Dans le cadre exceptionnel de l’ancienne piscine Art Déco, construite par Albert Baert en 1932, le Musée d’art et d’industrie André-Diligent expose 700 croquis redécouverts fortuitement par le joaillier nordiste Frédéric Dael lors d’un déménagement. Ce fonds d’archives généreusement prêté par la maison Dael & Grau met en lumière une facette méconnue de l’art de la joaillerie.

Anonyme, Maquette pour bracelet, Vers 1930. Gouache et crayon sur calque.
Collection Dael & Grau. Photo : A. Leprince

Réalisés entre 1900 et 1950, ces gouachés représentent des bagues, des colliers, des boucles d’oreille, des montres, mais aussi, plus exotiques pour nous aujourd’hui, des épingles à jabot. Majoritairement Art Déco, ils s’inscrivent parfaitement dans l’architecture du musée. « Vous retrouvez exactement les mêmes motifs sur les frises du bassin », fait remarquer Sylvette Botella-Gaudichon, commissaire de l’exposition.

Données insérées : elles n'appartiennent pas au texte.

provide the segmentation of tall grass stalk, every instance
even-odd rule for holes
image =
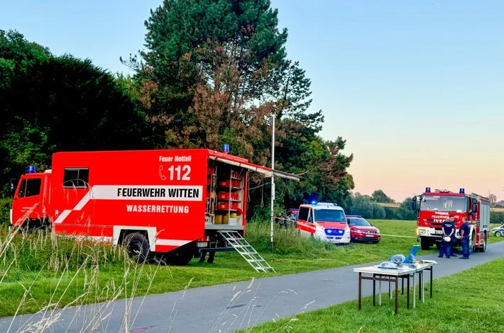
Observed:
[[[38,305],[39,312],[31,317],[39,318],[35,322],[26,321],[16,328],[16,332],[43,332],[58,321],[62,311],[70,307],[75,308],[75,315],[70,324],[75,327],[76,332],[94,332],[100,327],[106,331],[106,320],[114,302],[119,298],[126,298],[119,329],[129,332],[138,315],[137,312],[131,318],[131,312],[138,283],[146,276],[148,290],[160,267],[160,264],[138,264],[122,247],[85,237],[76,241],[72,237],[55,237],[50,232],[28,234],[19,228],[8,230],[5,227],[0,228],[0,286],[16,282],[23,290],[7,332],[13,329],[16,317],[24,313],[25,306],[35,302],[33,288],[43,283],[43,276],[45,278],[43,283],[51,288],[50,297]],[[101,278],[101,273],[117,269],[124,272],[122,279],[104,281]],[[17,277],[26,274],[33,276],[28,286],[16,281]],[[99,301],[102,303],[98,303]],[[77,322],[78,315],[87,304],[94,305],[92,311],[86,312]],[[113,331],[117,329],[114,327]]]

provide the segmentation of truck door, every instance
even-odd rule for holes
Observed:
[[[43,188],[48,177],[39,175],[25,175],[18,184],[12,203],[12,224],[22,225],[26,220],[42,220],[45,217]],[[26,216],[25,216],[26,215]]]
[[[313,209],[309,207],[300,208],[297,225],[301,233],[305,235],[314,234],[316,227],[314,222]]]

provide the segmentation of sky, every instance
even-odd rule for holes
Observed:
[[[161,0],[0,0],[0,29],[112,72]],[[272,0],[312,81],[322,136],[346,140],[355,191],[429,186],[504,198],[504,1]]]

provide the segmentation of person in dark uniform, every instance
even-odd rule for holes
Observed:
[[[455,231],[456,231],[456,222],[455,220],[450,218],[450,220],[453,220],[454,227],[455,227]],[[454,249],[455,248],[455,242],[456,242],[456,237],[455,237],[455,232],[454,232],[454,237],[451,237],[451,246],[450,247],[450,256],[459,256],[454,253]]]
[[[204,258],[207,256],[207,251],[202,251],[202,256],[199,258],[199,261],[198,261],[199,263],[202,263],[204,262]],[[208,260],[207,261],[207,263],[209,264],[214,264],[214,257],[215,256],[215,252],[212,251],[210,252],[210,254],[208,255]]]
[[[441,241],[441,249],[439,250],[439,255],[437,256],[439,258],[442,258],[443,254],[447,256],[447,259],[450,257],[450,250],[451,247],[451,240],[447,242],[444,240],[444,237],[448,236],[450,238],[454,236],[455,233],[455,222],[454,222],[453,215],[450,215],[449,220],[443,222],[441,225],[441,230],[443,232],[443,237]]]
[[[467,218],[462,219],[462,225],[460,227],[460,242],[462,243],[462,256],[461,259],[469,259],[469,236],[471,233],[471,227],[467,222]]]

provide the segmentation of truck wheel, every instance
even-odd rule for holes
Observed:
[[[427,237],[420,237],[420,247],[422,250],[428,250],[430,249],[430,239]]]
[[[128,234],[123,239],[122,244],[126,247],[130,257],[136,257],[137,263],[146,262],[150,247],[143,235],[139,232]]]

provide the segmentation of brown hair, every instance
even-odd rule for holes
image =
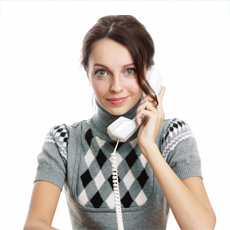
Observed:
[[[83,67],[88,67],[88,59],[94,42],[102,38],[110,38],[129,49],[134,58],[140,87],[158,105],[156,94],[145,78],[146,70],[154,65],[155,52],[152,37],[145,26],[131,15],[108,15],[99,18],[83,40],[81,50],[81,65]]]

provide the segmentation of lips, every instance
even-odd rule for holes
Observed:
[[[121,100],[124,100],[126,99],[127,97],[116,97],[116,98],[110,98],[108,99],[109,101],[121,101]]]
[[[108,101],[113,105],[121,105],[123,104],[128,97],[117,97],[117,98],[110,98]]]

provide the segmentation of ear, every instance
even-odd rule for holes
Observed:
[[[86,75],[87,75],[87,77],[88,77],[88,79],[89,79],[89,82],[90,82],[90,78],[89,78],[89,74],[88,74],[88,69],[87,69],[86,66],[84,66],[84,69],[85,69]],[[91,82],[90,82],[90,84],[91,84]]]

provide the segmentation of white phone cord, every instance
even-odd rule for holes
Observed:
[[[121,212],[121,201],[120,201],[120,192],[119,192],[119,184],[118,184],[118,176],[117,176],[117,156],[116,150],[119,143],[119,139],[117,140],[116,147],[111,153],[111,163],[112,163],[112,178],[113,178],[113,194],[114,194],[114,203],[117,217],[117,227],[118,230],[124,230],[123,220],[122,220],[122,212]]]

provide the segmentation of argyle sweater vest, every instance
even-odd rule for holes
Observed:
[[[123,116],[133,119],[139,102]],[[116,229],[110,155],[116,142],[106,129],[119,116],[105,111],[71,126],[55,126],[38,155],[36,180],[65,185],[73,229]],[[165,229],[169,206],[137,143],[138,131],[116,150],[125,229]],[[156,144],[180,179],[202,176],[200,157],[189,126],[165,120]]]

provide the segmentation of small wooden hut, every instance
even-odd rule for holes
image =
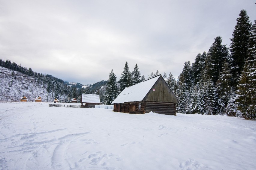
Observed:
[[[143,114],[151,111],[176,115],[179,102],[161,75],[125,88],[112,104],[115,112]]]
[[[82,107],[84,106],[90,106],[94,107],[95,105],[99,105],[99,95],[91,94],[82,94],[81,104]]]
[[[55,99],[53,100],[53,103],[59,103],[59,101],[56,98],[55,98]]]
[[[36,102],[41,102],[42,101],[42,98],[40,96],[38,96],[35,99]]]
[[[71,100],[71,103],[77,103],[77,99],[76,98],[72,99]]]
[[[25,96],[23,96],[23,97],[20,99],[20,101],[26,102],[28,101],[28,98]]]

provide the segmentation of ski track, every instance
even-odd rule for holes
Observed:
[[[251,160],[245,159],[254,153],[248,148],[255,151],[256,146],[253,121],[234,119],[233,122],[232,118],[223,117],[219,124],[220,117],[213,116],[210,118],[216,122],[196,114],[171,117],[154,113],[106,112],[101,114],[101,110],[92,110],[99,111],[91,113],[86,109],[75,114],[79,110],[49,107],[46,108],[51,112],[43,114],[38,110],[45,109],[45,104],[27,104],[0,108],[0,170],[119,170],[129,166],[139,169],[142,165],[148,169],[234,169],[237,166],[238,169],[245,166],[250,170],[255,167]],[[28,113],[23,112],[24,109]],[[58,110],[59,113],[54,115]],[[143,116],[148,122],[143,122]],[[196,116],[199,121],[196,122]],[[102,118],[104,121],[99,119]],[[156,118],[159,119],[155,121]],[[207,138],[216,146],[204,145],[198,140],[207,143]],[[175,147],[170,145],[172,142]],[[193,145],[197,142],[200,144]],[[208,156],[209,160],[206,158]]]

Anonyme, Maquette pour broche, 1950. Gouache et crayon sur papier. Collection Dael & Grau. Photo : A. Leprince

Diamants, rubis, saphirs, émeraudes… les dessins sont exécutés à taille réelle sur papier, calque, carton ou rhodoïd. Ils sont présentés sur les cimaises du musée ou dans les anciennes cabines de la piscine, classés par famille de couleur. Les matières sont rendues par des lavis de gouache ou de l’aquarelle. Les facettes des pierres précieuses sont reproduites par de fortes épaisseurs de gouache blanche ou de couleur, restituant l’illusion du volume et de la brillance. Certains dessins, découpés puis recollés sur carton, donnent l’impression d’avoir devant les yeux les véritables bijoux.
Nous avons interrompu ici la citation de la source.